At Repl.it our goal is to provide state of the art in developer tools to everyone in the world, for free. When we started moving our product beyond a simple REPL and started adding IDE features, we had to invent standards and wrappers around every language tool for our frontend to consume. For every editor feature, say errors and warnings (linting), we had to extend our development protocol with a set of commands and data structures, and then teach our development containers how to wrap the given tool, say Pylint, and our frontend on how to consume it (say annotate the editor with errors and warnings). A similar thing has been happening with IDEs for the past few decades -- every editor had to come up with their in-house ad-hoc protocol, and every tool developer had to build adapters and wrappers for editors to consume.
However, this is about to change: a couple of years ago, Microsoft's VS Code team announced "A Common Protocol for Languages", a single all-encompassing protocol that provides general-purpose language tooling -- be it refactoring, code-completion, or errors and warnings -- all implemented once and then seamlessly plugged into any editor that understands this protocol — this was dubbed the "Language Server Protocol" (LSP).
In addition to LSP, VS Code also open-sourced the editor that powers VS Code: Monaco. Monaco is an editor built with web technologies, and since we started looking at LSP a few months ago, it only made sense for us to transition to Monaco first. Even before the introduction of LSP on Repl.it, Monaco allowed us to provide some cool language features (Smart Autocomplete, Go to Definition, Find References) for TypeScript and JavaScript because they're bundled with the editor. On top of that, the editor has a slick feel to it.
In this release, we're rolling out language servers for Python (2, 3 and Django), C, C++, and ReasonML. And soon we'll be adding support for more languages -- Java and Ruby are looking to be next in line.

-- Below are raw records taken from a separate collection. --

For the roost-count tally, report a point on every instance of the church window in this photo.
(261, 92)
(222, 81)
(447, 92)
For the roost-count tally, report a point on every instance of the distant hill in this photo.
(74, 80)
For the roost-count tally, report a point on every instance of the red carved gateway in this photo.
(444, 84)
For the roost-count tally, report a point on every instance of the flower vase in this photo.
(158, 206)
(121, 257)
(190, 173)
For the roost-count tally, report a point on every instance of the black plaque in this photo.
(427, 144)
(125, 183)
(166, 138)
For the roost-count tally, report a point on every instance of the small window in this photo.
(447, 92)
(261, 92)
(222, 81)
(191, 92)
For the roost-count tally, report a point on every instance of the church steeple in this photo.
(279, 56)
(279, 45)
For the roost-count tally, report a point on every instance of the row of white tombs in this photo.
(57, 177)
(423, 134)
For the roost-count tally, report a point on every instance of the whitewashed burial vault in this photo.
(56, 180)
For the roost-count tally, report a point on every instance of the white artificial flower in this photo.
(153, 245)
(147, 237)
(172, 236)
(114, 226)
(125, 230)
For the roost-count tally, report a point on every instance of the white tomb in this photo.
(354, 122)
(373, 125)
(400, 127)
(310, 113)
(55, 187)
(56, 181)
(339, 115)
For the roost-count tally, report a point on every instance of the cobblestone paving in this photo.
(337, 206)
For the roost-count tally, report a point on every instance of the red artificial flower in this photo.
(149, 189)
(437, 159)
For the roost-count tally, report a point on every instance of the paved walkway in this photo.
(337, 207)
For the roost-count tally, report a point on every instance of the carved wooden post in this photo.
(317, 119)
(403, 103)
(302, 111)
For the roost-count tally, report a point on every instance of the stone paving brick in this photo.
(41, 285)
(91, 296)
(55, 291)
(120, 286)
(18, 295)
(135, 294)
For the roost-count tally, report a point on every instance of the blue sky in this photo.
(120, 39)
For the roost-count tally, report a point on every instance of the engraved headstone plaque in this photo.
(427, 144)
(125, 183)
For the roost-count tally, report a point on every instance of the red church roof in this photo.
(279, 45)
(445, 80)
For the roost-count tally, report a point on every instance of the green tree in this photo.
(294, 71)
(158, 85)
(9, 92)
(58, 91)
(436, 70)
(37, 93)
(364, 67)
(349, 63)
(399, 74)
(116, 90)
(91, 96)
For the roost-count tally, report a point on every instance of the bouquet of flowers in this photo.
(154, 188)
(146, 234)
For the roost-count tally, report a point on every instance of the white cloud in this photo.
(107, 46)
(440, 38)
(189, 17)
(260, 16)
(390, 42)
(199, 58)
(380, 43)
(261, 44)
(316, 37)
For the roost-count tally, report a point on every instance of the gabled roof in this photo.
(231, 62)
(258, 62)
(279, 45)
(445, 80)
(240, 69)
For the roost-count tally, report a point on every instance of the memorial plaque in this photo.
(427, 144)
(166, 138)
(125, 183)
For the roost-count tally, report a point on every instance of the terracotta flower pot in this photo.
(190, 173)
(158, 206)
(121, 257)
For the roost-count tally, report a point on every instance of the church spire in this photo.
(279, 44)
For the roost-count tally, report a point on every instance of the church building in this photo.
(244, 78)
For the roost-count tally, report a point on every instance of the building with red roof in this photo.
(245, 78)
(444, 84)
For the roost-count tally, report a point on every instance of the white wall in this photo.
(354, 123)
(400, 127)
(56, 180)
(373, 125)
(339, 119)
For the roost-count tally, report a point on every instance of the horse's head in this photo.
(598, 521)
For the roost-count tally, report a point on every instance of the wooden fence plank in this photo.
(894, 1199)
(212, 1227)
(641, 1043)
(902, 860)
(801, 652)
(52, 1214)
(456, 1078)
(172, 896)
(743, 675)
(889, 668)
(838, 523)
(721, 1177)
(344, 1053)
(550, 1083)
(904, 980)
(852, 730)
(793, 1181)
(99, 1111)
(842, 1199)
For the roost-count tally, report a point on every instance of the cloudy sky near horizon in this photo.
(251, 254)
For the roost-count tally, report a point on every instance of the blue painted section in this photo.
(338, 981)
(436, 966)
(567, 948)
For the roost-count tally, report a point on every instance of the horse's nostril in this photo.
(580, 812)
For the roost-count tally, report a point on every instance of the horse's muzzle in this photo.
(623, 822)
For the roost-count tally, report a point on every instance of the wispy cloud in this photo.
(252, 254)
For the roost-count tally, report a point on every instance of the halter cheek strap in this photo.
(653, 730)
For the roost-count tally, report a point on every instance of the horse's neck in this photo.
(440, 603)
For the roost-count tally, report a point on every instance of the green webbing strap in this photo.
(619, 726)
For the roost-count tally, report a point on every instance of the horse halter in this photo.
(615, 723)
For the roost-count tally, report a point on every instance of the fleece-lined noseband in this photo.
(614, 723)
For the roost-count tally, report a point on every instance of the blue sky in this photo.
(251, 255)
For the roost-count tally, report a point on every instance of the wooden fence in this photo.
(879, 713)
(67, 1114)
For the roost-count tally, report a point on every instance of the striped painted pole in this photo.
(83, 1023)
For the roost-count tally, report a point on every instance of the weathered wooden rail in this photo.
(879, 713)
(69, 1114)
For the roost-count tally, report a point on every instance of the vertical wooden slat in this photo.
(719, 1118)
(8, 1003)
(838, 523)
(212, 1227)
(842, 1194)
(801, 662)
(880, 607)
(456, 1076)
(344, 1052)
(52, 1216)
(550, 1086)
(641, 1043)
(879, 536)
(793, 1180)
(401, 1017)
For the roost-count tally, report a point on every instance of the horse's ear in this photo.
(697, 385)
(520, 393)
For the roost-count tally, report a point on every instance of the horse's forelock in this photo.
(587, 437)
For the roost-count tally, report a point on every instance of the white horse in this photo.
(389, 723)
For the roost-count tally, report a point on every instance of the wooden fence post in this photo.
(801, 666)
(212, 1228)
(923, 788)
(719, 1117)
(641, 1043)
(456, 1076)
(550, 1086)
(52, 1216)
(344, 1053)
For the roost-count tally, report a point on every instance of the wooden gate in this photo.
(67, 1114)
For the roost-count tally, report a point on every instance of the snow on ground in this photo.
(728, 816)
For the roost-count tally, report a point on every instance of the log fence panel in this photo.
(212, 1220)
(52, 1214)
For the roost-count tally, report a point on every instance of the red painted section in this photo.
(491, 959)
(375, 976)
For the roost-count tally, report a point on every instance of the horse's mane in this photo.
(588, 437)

Let's run through some of the features:
Autocomplete and signatures
Jump to definition
Find references
Refactor
Linting
Hover
Formatting
Conclusion
Give it a spin by going to the languages page and selecting one of the supported languages (Python, ReasonML, C, C++ for now).
This release gets us one step closer to our vision of building what we call "a holistic development service," a long-lived always-on service that understands your code in all its stages and that you can use anywhere and at anytime, regardless of your device, platform, location, or your programming language.
We've given ourselves the impossible task of building a top-notch ready-to-use development environment for every language under the sun. It remains to be seen whether we'll be successful at this, but what's clear is that we can't do it alone. So thank you to the VS Code team and the fantastic community building language servers for making our jobs easier.